禁足凤仪宫,削协理六宫权,这和被打入冷宫有什么区别?
半年时间,与世隔绝,后宫之中风云变幻,等她出来,还有她的立足之地吗?
贤贵妃必定会趁势崛起,太子那边现在又不在身边。三皇子在外面拉拢势力,她被禁足,等于彻底被踢出权力中心!
李公公面无表情,躬身淡淡道:“皇后娘娘,老奴只是奉旨传旨,不敢有半分篡改。陛下龙颜大怒,娘娘还是安心在宫中静养反省,切莫再惹陛下不快。”
顿了顿,他对着身后内侍挥了挥手,语气冰冷无情:“来人,按照陛下旨意,将凤仪宫宫门落锁,加派侍卫看守。无陛下圣旨,任何人不得出入,一应吃食用度,皆由侧门传递,不得有误。”
“是!”
内侍们齐声应道,立刻转身,快步走向宫门。
“不!本宫不服!”
皇后猛地站起身,状若癫狂,声音尖锐:“陛下凭什么禁足本宫?就凭一个宫女的胡言乱语?本宫要见陛下!本宫要去找镇国公!本宫是皇后,是国母,你们不能这样对本宫!”
她怎么也无法接受,自己精心谋划半天,最后竟然落得一个被禁足的下场!
李公公冷冷瞥了她一眼,语气没有丝毫波澜:“皇后娘娘,请自重。抗旨不尊,乃是大罪。老奴劝娘娘,还是安分守己,闭门思过为好。”

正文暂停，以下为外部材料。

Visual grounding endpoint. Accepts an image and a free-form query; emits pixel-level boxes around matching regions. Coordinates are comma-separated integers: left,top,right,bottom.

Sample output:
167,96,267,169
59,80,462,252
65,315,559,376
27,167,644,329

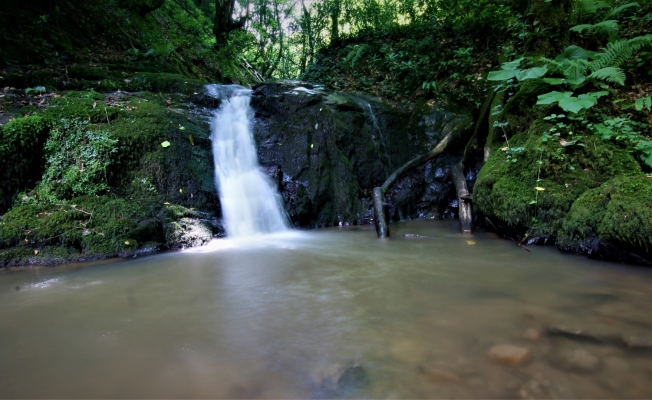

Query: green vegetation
0,0,652,264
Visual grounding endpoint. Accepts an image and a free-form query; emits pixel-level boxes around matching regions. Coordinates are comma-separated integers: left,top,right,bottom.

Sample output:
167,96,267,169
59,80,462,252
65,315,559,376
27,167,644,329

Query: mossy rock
0,115,48,213
164,218,213,249
557,175,652,265
473,120,641,240
0,196,220,267
126,72,207,94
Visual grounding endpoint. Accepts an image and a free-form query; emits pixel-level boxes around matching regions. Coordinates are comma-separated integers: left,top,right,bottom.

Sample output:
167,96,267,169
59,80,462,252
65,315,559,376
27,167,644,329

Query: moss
474,121,640,236
68,65,109,81
0,116,48,213
558,175,652,260
127,72,206,94
0,196,212,266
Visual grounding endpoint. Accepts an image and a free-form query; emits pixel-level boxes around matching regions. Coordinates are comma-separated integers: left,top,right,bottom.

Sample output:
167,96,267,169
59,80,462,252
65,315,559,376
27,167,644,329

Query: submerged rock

说完,他不再多看皇后一眼,转身带着人径直走出凤仪宫。
走到门口,他抬手示意身边内侍。
“关门。”
“吱呀——”
沉重华丽的宫门,在皇后绝望而愤怒的目光中,缓缓合上。
“哐当——”
一声巨响,宫门紧闭,紧接着便是落锁、插栓的声音。
将皇后所有的不甘、怨毒与野心,彻底锁在了这座金碧辉煌的牢笼之中。
门外,侍卫林立,戒备森严。
门内,皇后瘫软在地,望着紧闭的宫门,脸色惨白,眼底只剩下深深的绝望。
她知道,自己这一次,若不能抓紧机会就彻底输了。
输给了陛下的隐忍,输给了那贱人,输给了这盘早已布好的棋局。
半年禁足。
看似短暂,却足以让她失去一切。
一路车马颠簸,苏晚晴跟着林公公一行人,终于在暮色降临前抵达了常州府衙。
朱红大门巍峨气派,门前侍卫肃立,处处透着官家威严。苏晚晴紧紧攥着手里小小的布包袱,里头只有几件粗布换洗衣物,是她临行前匆匆收拾的。脚下青石板光洁平整,与苏家坳的黄土路截然不同,让她每走一步都有些拘谨,生怕自己这一身粗布衣裙,污了这府衙的清净地。
进了前院,穿过抄手游廊,一行人径直来到正厅。
厅内陈设简洁大气,上首主位上,端坐着一位身着月白锦袍的年轻男子。他身姿挺拔,面容俊朗,眉眼间自带几分储君的矜贵与清冷,正是微服在外历练的太子——墨城玺。
墨城玺早已在此等候多时。
太后一道懿旨,强行塞给他一个乡野女子做太子妃,他连反抗的余地都没有。明知这是太后用来拿捏他、打击母后堂梨的棋子,他却偏偏不能拒绝。一想到禁足在凤仪宫、生死不知的母后,他心中便翻涌着滔天怒火与无力。
他倒要看看,能被太后一眼看中、硬塞给他的女子,究竟是个什么模样。
脚步声渐近,墨城玺抬眼望去,目光落在苏晚晴身上。
只一眼,他眼底最后一点期待也彻底熄灭。
眼前的少女穿着一身洗得发白的粗布衣裙,荆钗布裙,素面朝天。模样倒是清秀,眉眼干净,可浑身上下透着一股未经世事的土气,没有半点名门闺秀的仪态风骨,普通得丢在人群里,转眼就寻不见。